In this case, the parties agree that plaintiffs engaged in statutorily protected activity. Given that the rest of our retaliation analysis (under the indirect method) “mirrors” our discrimination analysis (under the indirect method), Davis,368 F.3d at 788
, we find 20 No. 12‐3696 that plaintiffs satisfy their burden here as they did there.3 We therefore reverse and remand on the issue of retaliation. III. Conclusion For the foregoing reasons, we AFFIRM as to the hostile work environment claim, but REVERSE and REMAND as to the race discrimination and retaliation claims. 3 Again, the first two requirements of the prima facie case are not in dispute.
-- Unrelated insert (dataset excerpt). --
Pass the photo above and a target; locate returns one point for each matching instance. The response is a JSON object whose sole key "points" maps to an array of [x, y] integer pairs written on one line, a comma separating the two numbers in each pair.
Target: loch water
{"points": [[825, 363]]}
With respect to the third requirement, plaintiffs have alleged, inter alia, frequent removal from their high‐tip areas of the casino floor in favor of white waitresses; Alexander’s wrongful termination, which cost her seven days’ worth of tips; Casino Queen’s removing high‐tip dollar slots from Alexander’s assigned area; and Rogers’ losing the opportunity to earn two weeks’ worth of tips after she submitted her notice of resignation. Based on plaintiffs’ estimates of their daily tips ($75 to $150 for Alexander, and $40 to $160 for Rogers), several of these allegations likely cost plaintiffs several hundred dollars, if not more. The loss of such a significant portion of plaintiffs’ income was clearly “a decision causing a significant change in benefits.” Lewis,496 F.3d at 653
. For the reasons explained above, plaintiffs also meet the similarly situated requirement, and the jury is the appropriate body to resolve the disputes of fact regarding Casino Queen’s proffered reasons for these decisions.